I suppose you could say changing the Twitter bird logo to an “X” makes complete sense. As the recognized icon for “make it go away,” X just about sums up the achievements of Elon Musk’s social network so far.

Gone are many of Twitter’s users, half of its advertisers, 80% of its employees and its operational stability. Gone is its credibility as a leading platform for following breaking news, a forum for activism and change or a place to simply get updates on whatever it is you care about.

Next up — unless this is all one big ruse, which can’t be discounted — is the one thing still giving Musk’s $44 billion deal for the social media site some value: the Twitter brand itself. It will now be known as X, Musk has decided. The little blue bird, famous internationally, is destined to disappear.
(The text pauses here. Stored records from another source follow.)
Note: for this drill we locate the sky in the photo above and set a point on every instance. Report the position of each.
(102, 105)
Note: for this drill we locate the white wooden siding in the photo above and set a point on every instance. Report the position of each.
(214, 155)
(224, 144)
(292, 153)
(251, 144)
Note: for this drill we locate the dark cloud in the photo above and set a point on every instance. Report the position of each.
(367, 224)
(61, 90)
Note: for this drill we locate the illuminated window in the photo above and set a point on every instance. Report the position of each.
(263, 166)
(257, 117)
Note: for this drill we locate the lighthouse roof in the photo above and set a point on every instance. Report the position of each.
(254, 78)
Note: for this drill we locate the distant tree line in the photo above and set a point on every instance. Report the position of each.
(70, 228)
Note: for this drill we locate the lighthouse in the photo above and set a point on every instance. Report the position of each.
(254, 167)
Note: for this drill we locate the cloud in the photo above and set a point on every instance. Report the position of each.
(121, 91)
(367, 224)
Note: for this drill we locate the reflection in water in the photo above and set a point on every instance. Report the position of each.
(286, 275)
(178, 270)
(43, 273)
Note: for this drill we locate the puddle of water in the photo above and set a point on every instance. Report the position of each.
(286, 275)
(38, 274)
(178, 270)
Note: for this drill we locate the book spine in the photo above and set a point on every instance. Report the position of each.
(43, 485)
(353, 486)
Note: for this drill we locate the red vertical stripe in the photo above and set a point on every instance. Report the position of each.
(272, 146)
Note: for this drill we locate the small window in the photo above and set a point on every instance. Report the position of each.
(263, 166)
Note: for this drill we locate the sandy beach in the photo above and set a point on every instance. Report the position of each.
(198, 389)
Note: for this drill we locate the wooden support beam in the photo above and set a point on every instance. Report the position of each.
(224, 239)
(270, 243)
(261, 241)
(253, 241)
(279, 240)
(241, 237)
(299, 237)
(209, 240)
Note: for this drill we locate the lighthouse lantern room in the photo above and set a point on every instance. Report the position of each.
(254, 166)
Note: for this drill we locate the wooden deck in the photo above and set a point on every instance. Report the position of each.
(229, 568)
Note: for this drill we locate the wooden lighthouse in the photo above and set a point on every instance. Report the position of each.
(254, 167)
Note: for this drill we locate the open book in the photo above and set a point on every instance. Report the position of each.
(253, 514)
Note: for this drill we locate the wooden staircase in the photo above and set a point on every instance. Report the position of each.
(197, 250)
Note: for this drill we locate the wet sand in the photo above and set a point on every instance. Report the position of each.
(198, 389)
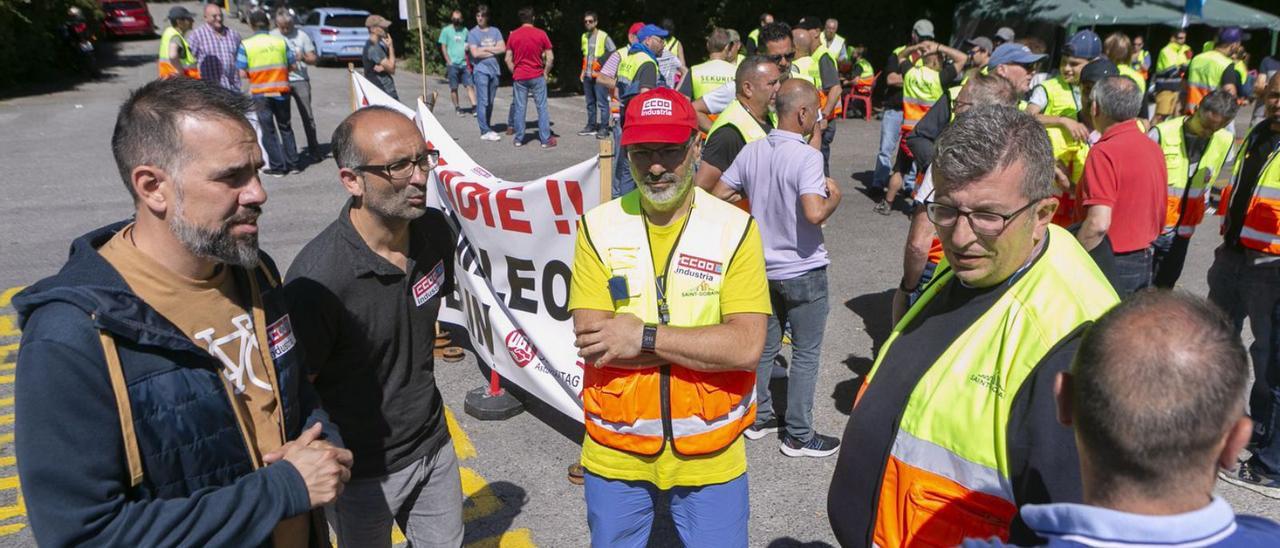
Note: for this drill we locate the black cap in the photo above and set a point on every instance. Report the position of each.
(1098, 69)
(809, 23)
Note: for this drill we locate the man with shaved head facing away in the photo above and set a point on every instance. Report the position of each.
(365, 295)
(1156, 400)
(790, 197)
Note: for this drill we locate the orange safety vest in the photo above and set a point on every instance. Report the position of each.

In a series of bewildering corporate-speak tweets on Sunday, X Chief Executive Officer Linda Yaccarino explained Musk’s vision of an app offering audio, video, messaging, banking and “well… everything.” She wrote that X would be the “future state of unlimited interactivity.” (No, me neither.)

The generous take is that the Twitter brand carries a lot of baggage, as co-founder Jack Dorsey himself acknowledged Sunday, and so a fresh start might be the best way to draw a line between the old and the new.

But Musk’s execution of this “rebrand” has shown that this isn’t an idea that has been well thought through. The “interim” X logo looks like a piece of WordArt, created using an off-the-shelf font. The X.com domain name, for a considerable time Sunday, was just displaying a holding page for domain name registrar GoDaddy because it hadn’t been configured correctly.